None of the Directors nor, to the best of their knowledge having made all reasonable enquiries, any of their respective close associates (as defined in the Listing Rules) have a present intention, in the event that the Share Repurchase Resolution is adopted by Shareholders, to sell Shares to the Company or its subsidiaries.
No core connected persons (as defined in the Listing Rules) have notified the Company that they have a present intention to sell Shares held by them to the Company, or have undertaken not to do so, in the event that the Company is authorised to make repurchases of its Shares.

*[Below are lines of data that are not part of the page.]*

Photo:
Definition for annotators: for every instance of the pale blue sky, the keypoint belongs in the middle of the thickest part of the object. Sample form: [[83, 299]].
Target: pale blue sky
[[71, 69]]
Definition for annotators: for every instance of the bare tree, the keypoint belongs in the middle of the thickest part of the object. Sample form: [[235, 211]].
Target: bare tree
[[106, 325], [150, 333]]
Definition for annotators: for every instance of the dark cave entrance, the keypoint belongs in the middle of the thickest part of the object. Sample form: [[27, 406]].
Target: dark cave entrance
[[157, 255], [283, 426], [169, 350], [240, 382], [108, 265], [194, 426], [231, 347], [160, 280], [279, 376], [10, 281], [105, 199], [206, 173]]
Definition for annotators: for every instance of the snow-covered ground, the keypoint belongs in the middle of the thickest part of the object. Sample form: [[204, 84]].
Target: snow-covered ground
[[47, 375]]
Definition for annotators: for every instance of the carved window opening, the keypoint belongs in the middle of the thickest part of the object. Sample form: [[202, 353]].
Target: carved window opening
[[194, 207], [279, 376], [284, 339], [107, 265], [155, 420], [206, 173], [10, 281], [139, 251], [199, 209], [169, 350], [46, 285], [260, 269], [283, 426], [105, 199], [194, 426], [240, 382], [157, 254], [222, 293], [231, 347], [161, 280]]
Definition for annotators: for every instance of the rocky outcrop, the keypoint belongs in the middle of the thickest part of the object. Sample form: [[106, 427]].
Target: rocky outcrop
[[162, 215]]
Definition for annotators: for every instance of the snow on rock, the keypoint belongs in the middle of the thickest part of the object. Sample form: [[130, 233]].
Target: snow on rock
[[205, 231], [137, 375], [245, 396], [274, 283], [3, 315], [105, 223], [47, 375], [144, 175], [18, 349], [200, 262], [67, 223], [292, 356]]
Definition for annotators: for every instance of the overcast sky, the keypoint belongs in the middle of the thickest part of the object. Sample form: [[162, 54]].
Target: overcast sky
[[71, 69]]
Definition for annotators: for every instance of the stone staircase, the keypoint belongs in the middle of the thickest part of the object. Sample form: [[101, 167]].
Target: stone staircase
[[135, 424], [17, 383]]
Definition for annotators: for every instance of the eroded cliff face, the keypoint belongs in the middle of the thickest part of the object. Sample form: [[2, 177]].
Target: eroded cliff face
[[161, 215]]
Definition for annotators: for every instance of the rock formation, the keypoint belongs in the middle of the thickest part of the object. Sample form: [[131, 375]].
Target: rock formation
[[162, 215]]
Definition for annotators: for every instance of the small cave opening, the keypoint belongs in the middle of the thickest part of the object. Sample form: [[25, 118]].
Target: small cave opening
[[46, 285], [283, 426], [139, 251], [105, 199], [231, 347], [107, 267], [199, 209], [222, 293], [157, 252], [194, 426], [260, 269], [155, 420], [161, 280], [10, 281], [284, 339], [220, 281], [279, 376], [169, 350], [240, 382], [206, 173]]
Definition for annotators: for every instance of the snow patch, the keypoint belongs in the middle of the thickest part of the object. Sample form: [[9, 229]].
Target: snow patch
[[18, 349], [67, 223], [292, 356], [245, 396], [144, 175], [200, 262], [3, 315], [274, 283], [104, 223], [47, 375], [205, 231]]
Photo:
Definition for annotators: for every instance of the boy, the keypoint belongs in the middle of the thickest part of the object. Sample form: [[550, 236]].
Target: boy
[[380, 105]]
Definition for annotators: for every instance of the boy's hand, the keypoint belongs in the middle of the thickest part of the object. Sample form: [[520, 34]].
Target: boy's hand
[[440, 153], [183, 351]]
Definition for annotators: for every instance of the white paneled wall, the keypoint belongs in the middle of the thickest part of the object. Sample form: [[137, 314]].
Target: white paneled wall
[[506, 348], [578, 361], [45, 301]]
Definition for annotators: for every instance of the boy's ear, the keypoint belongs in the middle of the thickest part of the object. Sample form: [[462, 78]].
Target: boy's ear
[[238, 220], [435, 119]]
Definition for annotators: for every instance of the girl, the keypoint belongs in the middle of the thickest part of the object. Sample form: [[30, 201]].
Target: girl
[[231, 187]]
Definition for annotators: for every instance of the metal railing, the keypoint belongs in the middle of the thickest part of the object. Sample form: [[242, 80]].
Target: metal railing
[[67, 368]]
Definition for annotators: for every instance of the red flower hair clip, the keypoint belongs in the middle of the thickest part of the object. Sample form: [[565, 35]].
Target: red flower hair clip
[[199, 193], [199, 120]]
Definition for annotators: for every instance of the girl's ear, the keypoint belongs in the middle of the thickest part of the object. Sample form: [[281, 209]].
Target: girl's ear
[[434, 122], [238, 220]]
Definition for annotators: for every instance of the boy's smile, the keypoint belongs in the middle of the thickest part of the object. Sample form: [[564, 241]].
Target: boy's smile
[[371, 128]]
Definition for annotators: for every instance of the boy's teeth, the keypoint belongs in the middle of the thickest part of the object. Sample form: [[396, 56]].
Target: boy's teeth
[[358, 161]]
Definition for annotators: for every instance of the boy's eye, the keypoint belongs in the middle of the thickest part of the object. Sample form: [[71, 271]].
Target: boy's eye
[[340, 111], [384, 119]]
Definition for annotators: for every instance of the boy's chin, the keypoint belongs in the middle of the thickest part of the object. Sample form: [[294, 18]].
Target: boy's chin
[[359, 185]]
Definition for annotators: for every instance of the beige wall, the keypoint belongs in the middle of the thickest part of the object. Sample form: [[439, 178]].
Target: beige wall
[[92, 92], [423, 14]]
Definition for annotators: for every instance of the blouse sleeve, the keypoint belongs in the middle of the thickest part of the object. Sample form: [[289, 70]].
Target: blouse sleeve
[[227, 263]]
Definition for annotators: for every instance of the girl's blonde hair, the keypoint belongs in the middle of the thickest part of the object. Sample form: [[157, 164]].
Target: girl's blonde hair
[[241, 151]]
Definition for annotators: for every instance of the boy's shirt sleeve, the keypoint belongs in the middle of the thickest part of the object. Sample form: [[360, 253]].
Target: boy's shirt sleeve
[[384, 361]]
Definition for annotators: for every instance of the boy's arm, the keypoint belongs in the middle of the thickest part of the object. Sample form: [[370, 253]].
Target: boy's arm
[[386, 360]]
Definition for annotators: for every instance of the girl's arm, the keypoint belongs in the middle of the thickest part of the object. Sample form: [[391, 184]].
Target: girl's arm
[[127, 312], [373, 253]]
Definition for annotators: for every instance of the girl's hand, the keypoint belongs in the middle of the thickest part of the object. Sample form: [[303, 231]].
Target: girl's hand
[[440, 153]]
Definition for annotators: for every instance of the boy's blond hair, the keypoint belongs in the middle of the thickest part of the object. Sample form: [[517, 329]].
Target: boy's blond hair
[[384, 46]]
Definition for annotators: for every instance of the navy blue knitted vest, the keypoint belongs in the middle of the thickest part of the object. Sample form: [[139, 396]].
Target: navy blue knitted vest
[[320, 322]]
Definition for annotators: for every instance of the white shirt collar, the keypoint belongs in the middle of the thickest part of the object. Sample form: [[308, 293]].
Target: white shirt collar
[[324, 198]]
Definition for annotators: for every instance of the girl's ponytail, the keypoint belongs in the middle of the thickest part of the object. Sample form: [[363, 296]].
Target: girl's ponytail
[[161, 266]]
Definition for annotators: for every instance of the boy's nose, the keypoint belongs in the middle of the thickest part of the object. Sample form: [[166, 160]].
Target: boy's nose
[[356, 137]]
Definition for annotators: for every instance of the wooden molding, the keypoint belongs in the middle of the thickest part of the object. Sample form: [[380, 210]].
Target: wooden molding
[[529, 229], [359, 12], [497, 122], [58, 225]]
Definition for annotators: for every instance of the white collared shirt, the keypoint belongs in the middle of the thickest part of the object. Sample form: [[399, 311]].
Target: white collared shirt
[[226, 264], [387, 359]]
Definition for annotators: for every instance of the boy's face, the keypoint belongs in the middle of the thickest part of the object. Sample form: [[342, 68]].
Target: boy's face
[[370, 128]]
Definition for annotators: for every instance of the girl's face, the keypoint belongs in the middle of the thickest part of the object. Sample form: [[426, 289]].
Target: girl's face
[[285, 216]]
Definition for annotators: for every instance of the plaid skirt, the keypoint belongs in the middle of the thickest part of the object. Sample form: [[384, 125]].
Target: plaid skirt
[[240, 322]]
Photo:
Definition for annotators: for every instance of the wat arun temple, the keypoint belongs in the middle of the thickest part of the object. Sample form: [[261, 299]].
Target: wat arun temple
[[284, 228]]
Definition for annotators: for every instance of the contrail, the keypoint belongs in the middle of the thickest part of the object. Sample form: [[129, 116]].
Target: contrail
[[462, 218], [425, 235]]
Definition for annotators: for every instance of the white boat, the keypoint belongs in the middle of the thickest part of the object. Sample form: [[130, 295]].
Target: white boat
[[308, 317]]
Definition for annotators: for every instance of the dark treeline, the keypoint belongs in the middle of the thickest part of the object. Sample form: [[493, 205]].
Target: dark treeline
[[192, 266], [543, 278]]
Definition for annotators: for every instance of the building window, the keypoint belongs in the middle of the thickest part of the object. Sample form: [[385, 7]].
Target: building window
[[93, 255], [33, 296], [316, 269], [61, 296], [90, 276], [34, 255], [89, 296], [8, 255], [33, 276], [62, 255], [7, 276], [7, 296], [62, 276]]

5. EFFECT OF THE TAKEOVERS CODE
If a Shareholder’s proportionate interest in the voting rights of the Company increases as a result of a share repurchase, any such increase will be treated as an acquisition for the purpose of the Takeovers Code. As a result, a Shareholder or a group of Shareholders acting in concert (depending on the level of increase of Shareholders’ interests) could obtain or consolidate control of the Company and become obliged to make a mandatory offer in accordance with Rule 26 of the Takeovers Code. As at the Latest Practicable Date, Mr WANG Wei was directly or indirectly interested in 972,698,478 Shares as disclosed under the SFO, which constituted approximately 53.82 per cent. of the total number of issued Shares of the Company. If the Share Repurchase Mandate were to be exercised in full, which is considered to be unlikely in the current circumstances, Mr WANG Wei would (assuming that there is no change in relevant facts and circumstances) hold approximately 59.80 per cent. of the total number of issued Shares of the Company. As at the Latest Practicable Date, KGL was directly or indirectly interested in 595,928,608 Shares as disclosed under the SFO, which constituted approximately 32.97 per cent. of the total number of issued Shares of the Company. If the Share Repurchase Mandate were to be exercised in full, which is considered to be unlikely in the current circumstances, KGL would (assuming that there is no change in relevant facts and circumstances) hold approximately 36.63 per cent. of the total number of issued Shares of the Company. It is considered that, in the absence of any special circumstances, an obligation to make a mandatory offer as referred to above as a result of a share repurchase is unlikely to arise. Save as aforesaid, the Directors are not aware of any consequences which would arise under the Takeovers Code as a consequence of any repurchases pursuant to the Share Repurchase Mandate.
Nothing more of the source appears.